Building What Users Actually Need - Lessons from a Year of Iteration
Ever spent weeks, maybe months, building a feature you were sure would wow your users, only to see it land with a resounding meh? It’s the kind of moment that stings. You think you’ve nailed the problem, but what you’ve actually done is build what you thought users needed, not what they were actually asking for.
That’s a hard lesson we learned this year. At Marketrix, we’re building AI to solve a big, messy problem: how to make in-app support actually useful. Think about the frustration of clicking through FAQs, waiting for a chatbot that gives you the same canned answers, or endlessly searching for the button you need. We’re rethinking this experience with AI that doesn’t just respond to questions. It understands the app itself, navigating and guiding users in real time.

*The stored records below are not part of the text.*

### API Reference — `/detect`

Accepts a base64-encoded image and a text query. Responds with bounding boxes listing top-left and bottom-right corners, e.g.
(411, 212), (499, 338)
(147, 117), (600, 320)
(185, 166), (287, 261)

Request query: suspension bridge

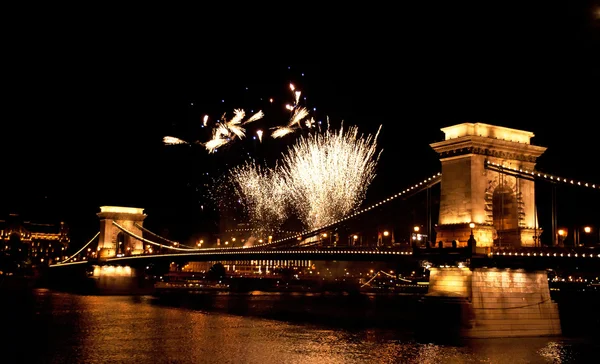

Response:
(51, 123), (600, 268)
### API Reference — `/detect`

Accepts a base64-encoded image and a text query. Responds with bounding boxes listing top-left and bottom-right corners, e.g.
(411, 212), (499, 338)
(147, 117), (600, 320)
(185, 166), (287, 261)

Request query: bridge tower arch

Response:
(430, 123), (546, 251)
(97, 206), (147, 259)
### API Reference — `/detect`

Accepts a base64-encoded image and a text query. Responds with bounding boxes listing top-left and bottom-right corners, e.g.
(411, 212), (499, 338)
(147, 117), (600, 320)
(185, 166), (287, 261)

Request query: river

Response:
(0, 289), (600, 364)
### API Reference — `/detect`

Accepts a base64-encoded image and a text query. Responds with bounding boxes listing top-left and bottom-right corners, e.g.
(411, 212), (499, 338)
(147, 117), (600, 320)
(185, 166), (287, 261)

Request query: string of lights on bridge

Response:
(50, 166), (600, 264)
(490, 252), (600, 258)
(272, 172), (442, 244)
(487, 161), (600, 189)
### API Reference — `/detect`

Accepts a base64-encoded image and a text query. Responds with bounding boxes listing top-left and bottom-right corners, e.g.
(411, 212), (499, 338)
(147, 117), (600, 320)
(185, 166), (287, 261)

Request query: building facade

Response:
(0, 214), (70, 268)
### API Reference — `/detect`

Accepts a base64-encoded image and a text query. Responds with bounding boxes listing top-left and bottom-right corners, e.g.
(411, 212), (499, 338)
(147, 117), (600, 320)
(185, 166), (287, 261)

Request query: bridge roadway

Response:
(51, 247), (600, 272)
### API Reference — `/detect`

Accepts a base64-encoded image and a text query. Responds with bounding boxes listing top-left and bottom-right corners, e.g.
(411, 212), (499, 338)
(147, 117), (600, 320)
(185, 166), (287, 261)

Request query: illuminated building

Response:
(0, 214), (70, 265)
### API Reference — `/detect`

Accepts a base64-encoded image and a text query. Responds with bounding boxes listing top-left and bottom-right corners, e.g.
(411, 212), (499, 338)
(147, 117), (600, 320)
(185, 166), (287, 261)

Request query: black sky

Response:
(0, 1), (600, 245)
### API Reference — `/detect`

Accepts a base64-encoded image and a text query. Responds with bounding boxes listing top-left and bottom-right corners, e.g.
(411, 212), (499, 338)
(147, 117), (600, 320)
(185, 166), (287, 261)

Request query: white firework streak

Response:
(242, 110), (265, 125)
(163, 136), (189, 145)
(280, 127), (381, 230)
(204, 138), (229, 153)
(227, 109), (246, 126)
(227, 125), (246, 139)
(288, 107), (308, 126)
(230, 161), (288, 233)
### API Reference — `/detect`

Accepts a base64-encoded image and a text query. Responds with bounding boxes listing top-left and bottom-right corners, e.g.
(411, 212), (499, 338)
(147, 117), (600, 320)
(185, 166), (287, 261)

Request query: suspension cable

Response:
(56, 231), (100, 264)
(113, 221), (199, 252)
(133, 222), (196, 249)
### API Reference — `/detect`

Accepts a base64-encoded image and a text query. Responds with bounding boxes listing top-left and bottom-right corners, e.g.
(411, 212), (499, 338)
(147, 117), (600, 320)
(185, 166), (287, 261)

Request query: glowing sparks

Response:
(271, 126), (296, 139)
(204, 138), (229, 153)
(242, 111), (265, 125)
(204, 109), (264, 153)
(231, 161), (287, 232)
(281, 123), (381, 229)
(231, 123), (381, 231)
(163, 136), (188, 145)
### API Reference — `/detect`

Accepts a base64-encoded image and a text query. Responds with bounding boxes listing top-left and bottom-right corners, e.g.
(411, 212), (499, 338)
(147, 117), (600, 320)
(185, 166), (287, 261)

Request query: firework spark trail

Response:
(279, 126), (381, 230)
(230, 161), (287, 233)
(271, 126), (297, 139)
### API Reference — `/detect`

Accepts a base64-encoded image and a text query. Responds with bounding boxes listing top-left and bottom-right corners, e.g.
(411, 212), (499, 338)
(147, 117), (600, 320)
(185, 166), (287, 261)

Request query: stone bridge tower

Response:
(431, 123), (546, 252)
(97, 206), (146, 259)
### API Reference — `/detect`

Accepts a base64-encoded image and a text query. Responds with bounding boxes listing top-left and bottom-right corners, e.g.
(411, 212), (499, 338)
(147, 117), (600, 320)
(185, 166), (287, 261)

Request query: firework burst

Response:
(279, 126), (381, 230)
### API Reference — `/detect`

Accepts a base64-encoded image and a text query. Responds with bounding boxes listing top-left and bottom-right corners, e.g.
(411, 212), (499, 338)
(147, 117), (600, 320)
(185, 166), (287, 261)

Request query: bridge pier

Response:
(420, 268), (562, 338)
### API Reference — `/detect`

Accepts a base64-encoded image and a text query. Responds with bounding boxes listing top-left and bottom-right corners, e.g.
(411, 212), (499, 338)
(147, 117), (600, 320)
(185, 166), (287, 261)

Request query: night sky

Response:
(0, 2), (600, 244)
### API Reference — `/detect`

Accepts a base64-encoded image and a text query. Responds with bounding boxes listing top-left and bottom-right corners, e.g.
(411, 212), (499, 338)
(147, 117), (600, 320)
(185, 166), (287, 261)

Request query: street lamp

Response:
(467, 222), (477, 253)
(558, 229), (567, 246)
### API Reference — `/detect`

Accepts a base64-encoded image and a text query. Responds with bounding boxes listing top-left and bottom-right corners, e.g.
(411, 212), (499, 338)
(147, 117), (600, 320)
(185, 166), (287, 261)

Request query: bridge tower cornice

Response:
(430, 135), (547, 162)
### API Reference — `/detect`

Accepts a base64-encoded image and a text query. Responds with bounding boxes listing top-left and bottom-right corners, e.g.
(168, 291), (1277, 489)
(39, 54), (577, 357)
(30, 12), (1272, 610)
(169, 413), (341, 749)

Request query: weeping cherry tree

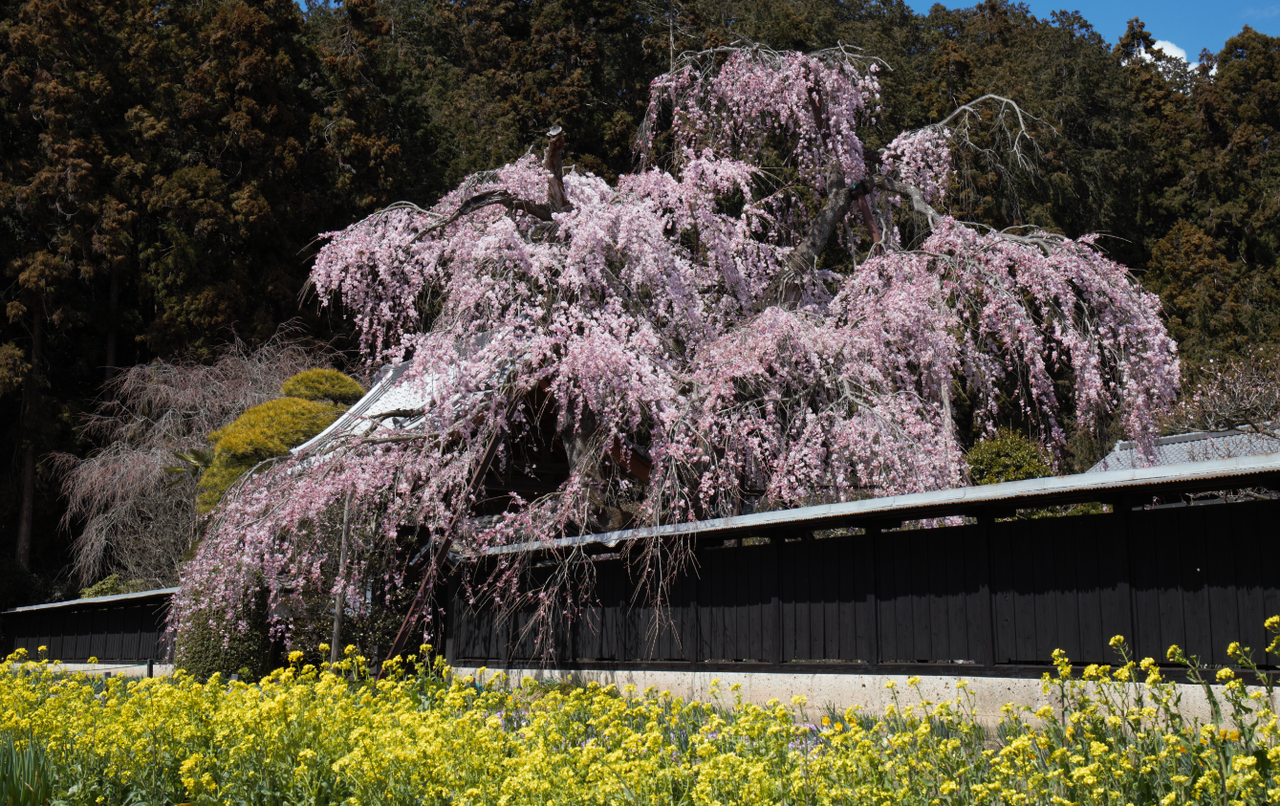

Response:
(175, 40), (1179, 655)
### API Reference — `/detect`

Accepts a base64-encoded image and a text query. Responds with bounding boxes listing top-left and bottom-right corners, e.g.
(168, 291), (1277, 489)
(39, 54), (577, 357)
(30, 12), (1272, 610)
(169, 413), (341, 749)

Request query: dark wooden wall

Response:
(0, 594), (170, 663)
(445, 502), (1280, 674)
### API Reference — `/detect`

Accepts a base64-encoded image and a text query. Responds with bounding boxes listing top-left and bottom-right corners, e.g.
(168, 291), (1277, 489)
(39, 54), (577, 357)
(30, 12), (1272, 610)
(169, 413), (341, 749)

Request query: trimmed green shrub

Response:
(81, 573), (147, 599)
(969, 429), (1053, 485)
(174, 594), (273, 682)
(196, 398), (347, 513)
(280, 370), (365, 406)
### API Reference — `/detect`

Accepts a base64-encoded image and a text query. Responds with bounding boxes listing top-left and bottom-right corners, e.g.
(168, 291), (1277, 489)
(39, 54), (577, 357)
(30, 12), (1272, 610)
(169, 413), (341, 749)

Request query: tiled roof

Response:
(1085, 431), (1280, 473)
(292, 361), (431, 455)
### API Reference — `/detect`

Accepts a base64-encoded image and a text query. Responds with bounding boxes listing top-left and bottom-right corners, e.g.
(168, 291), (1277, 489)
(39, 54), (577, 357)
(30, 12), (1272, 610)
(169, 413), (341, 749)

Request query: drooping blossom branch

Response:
(177, 47), (1179, 660)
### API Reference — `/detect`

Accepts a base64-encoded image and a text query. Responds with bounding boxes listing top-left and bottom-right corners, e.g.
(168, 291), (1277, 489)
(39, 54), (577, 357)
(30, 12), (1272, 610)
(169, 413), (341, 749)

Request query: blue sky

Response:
(908, 0), (1280, 63)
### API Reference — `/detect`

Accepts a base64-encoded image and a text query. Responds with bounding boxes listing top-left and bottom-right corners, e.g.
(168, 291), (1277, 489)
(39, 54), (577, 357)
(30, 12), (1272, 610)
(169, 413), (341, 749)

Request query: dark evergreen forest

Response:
(0, 0), (1280, 606)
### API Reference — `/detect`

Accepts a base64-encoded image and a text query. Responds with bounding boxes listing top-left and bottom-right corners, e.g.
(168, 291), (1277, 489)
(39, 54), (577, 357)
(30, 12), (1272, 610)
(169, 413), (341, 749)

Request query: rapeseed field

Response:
(0, 632), (1280, 806)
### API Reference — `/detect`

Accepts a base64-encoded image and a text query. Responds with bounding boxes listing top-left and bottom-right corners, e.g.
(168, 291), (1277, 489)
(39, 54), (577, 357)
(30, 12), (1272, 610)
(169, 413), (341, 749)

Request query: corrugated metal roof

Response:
(486, 453), (1280, 554)
(1085, 431), (1280, 473)
(0, 587), (178, 614)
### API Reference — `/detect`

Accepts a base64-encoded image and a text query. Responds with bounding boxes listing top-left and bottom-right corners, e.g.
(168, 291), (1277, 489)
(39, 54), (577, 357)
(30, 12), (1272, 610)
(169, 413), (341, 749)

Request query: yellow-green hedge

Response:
(196, 398), (347, 512)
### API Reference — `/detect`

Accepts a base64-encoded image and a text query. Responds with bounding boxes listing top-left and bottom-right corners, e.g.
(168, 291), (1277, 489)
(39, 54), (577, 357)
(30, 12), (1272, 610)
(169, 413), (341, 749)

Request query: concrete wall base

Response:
(453, 667), (1280, 728)
(6, 663), (173, 677)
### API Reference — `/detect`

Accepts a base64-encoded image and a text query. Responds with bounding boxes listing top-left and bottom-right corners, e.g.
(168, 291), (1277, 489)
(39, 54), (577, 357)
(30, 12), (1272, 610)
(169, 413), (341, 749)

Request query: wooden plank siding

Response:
(0, 595), (172, 663)
(448, 502), (1280, 674)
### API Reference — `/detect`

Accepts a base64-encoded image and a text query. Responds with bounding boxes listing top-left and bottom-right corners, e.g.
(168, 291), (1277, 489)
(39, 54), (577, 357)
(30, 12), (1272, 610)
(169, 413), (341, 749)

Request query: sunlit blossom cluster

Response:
(175, 44), (1179, 649)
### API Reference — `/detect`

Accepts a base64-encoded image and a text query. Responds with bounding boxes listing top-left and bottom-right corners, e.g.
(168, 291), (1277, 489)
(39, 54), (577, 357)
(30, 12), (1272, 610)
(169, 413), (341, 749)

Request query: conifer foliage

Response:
(177, 46), (1179, 649)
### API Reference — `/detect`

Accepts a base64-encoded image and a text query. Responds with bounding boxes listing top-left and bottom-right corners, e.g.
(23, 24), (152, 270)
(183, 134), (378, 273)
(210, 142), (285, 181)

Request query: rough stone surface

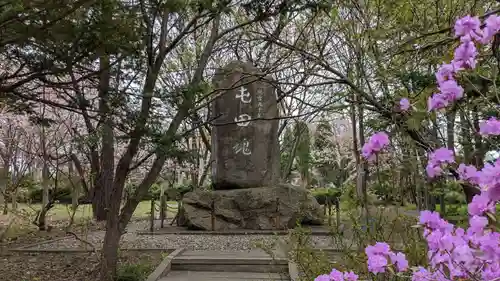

But even the smartest AI doesn’t matter if people don’t trust it. Early on, we thought our simulations, the core of how Marketrix works, were enough. They’re designed to explore an app the way a user would, mapping every page, button, and action space. The system builds a deep understanding of the app, so it can guide users without manual scripts or pre-configured paths. It’s powerful stuff. But we hit a wall: no one trusted it because they couldn’t see it working.
So we changed direction. We built a transparency layer that lets users see exactly how Marketrix learns their app, click by click. Suddenly, the “magic” wasn’t hidden, it was right in front of them. And that changed everything.
Then came another lesson. No matter how sophisticated your tech is, users only care about whether it works for them in the moment. Case in point: our AI-driven co-browsing feature. It was intuitive, seamless, and completely invisible. Users kept asking, “Is this thing even doing anything?” We realized the problem wasn’t functionality. It was visibility. The fix? Spotlight mode, a simple tweak that made the cursor more prominent. Engagement spiked overnight.
It wasn’t some groundbreaking feature. It was solving a very human problem: people needed to see what was happening.
And then there’s context. Everyone talks about it like it’s table stakes, but actually delivering it? That’s where the work is. Context-awareness for us means knowing exactly where a user is in their journey, whether they’re stuck on a login screen or buried in the settings menu, and guiding them with tailored, actionable help. It’s what makes support feel intuitive instead of generic. But getting there wasn’t a straight line. It was iteration after iteration, feedback loop after feedback loop, until the guidance felt as seamless as it needed to be.
Looking back, the real lesson of 2024 wasn’t about shipping shiny features or flexing with fancy AI. It was about humility, realizing that no matter how smart you think your product is, your users will always tell you what actually matters. The trick is to listen, adjust, and keep going.
Heading into 2025, we’re not chasing big, splashy milestones. We’re doubling down on the fundamentals, solving real problems, iterating on what works, and cutting what doesn’t. Because at the end of the day, the best products aren’t the ones that impress you with their technology. They’re the ones that quietly, simply, just work. And that’s what we’re building.